Are you a small-government conservative who wants to keep the federal government out of zero gravity? Well, you may be in luck.
The Washington Post reported on Sunday that, according to a NASA document it obtained, the Trump administration is proposing to make the International Space Station a privately run enterprise by the end of 2025.
Under the plan, the White House would fund the station as normal through 2024, but at the same time “expand international and commercial partnerships over the next seven years in order to ensure continued human access to and presence in low Earth orbit.” Specifics about which companies would be involved, or how any of the infrastructure would work, are thin.
As the Post notes, the station is no stranger to private industry; Boeing currently operates it at a cost of $3 to $4 billion a year.
But the Trump administration, as in so many other areas, would go much farther than its predecessors, cutting off federal funding altogether.

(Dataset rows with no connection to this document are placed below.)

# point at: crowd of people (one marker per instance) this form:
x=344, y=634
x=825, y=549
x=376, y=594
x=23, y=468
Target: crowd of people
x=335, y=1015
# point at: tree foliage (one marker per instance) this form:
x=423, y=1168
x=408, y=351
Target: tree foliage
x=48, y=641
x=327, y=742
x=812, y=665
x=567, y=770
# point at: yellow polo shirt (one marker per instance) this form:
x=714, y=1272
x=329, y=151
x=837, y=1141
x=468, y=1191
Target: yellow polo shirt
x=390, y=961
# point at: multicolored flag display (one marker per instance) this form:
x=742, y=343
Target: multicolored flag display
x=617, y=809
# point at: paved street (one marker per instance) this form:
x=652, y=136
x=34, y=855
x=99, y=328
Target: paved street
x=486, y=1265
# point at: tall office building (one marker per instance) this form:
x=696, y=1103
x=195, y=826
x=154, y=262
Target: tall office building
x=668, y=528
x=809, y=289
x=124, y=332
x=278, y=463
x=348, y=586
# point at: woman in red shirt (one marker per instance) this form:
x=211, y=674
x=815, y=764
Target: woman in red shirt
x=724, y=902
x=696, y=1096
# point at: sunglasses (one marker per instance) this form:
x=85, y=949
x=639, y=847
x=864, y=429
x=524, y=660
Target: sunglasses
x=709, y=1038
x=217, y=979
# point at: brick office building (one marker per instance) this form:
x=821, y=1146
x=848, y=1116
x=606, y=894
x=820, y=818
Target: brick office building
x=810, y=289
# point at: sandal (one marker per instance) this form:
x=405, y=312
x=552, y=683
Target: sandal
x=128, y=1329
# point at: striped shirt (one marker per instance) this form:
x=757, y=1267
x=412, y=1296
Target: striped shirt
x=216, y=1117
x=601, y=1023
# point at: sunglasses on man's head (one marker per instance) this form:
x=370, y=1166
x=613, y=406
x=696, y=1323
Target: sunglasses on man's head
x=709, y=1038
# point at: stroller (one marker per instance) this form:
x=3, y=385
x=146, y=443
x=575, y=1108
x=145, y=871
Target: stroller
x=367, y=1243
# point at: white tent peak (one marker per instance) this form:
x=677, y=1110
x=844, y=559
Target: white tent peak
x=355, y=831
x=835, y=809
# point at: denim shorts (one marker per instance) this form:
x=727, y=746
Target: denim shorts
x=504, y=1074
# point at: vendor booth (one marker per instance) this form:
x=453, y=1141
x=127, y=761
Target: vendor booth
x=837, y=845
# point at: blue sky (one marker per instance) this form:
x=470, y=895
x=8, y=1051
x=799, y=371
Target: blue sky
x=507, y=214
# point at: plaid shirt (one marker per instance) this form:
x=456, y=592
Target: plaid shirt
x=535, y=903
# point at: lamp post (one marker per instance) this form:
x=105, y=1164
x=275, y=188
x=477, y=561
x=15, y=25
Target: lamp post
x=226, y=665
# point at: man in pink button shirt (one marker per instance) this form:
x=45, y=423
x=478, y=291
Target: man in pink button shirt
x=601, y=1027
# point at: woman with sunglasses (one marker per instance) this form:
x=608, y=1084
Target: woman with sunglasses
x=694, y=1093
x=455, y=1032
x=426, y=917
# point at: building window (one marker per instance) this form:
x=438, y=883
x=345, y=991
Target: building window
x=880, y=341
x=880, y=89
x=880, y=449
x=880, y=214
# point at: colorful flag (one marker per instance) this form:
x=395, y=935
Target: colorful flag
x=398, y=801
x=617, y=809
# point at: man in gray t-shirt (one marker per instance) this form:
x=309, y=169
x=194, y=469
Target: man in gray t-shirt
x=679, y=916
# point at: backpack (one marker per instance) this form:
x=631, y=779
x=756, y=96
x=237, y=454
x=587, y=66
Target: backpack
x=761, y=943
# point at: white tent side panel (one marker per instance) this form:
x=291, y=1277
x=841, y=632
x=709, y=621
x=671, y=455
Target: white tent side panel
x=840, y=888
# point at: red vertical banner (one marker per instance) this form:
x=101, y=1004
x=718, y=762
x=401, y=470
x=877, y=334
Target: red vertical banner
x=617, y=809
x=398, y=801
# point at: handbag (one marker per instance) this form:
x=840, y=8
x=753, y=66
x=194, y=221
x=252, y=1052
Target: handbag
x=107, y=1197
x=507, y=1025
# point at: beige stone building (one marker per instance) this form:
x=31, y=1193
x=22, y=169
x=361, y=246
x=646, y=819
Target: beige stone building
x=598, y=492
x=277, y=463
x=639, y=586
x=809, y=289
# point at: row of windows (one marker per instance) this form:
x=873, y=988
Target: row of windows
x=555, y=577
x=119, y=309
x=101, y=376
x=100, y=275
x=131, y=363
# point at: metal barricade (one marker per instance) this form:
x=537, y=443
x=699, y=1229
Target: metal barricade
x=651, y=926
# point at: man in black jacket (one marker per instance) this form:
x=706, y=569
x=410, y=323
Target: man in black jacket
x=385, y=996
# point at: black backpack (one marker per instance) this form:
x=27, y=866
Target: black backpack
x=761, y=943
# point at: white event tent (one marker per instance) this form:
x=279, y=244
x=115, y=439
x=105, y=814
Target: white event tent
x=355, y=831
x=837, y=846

The space-station proposal is of a piece with large overall budget cuts to NASA envisioned by the Trump administration as part of its 2018 budget. But the NASA cuts (along with the entire budget) have a very long way to go to become reality, and have already run into major detractors, even among conservatives.
On Wednesday, Senator Ted Cruz said that, “I hope that those reports prove as unfounded as Bigfoot,” and blamed “numbskulls” at the White House’s Office of Management and Budget for a misguided idea.
Then there’s the matter of other countries. The International Space System is, after all, international, and it’s unlikely that America’s partners in low orbit would be so enthusiastic about the U. S. bringing about the deconstruction of the intergalactic state.
In a statement, Boeing’s Space Station manager Mark Mulqueen said that “handing over a rare national asset to commercial enterprises before the private sector is ready to support it could have disastrous consequences for American leadership in space and for the chances of building space-focused private enterprise.”
As is often the case, the Trump administration seems alone in wanting to gut a long-standing American-funded institution.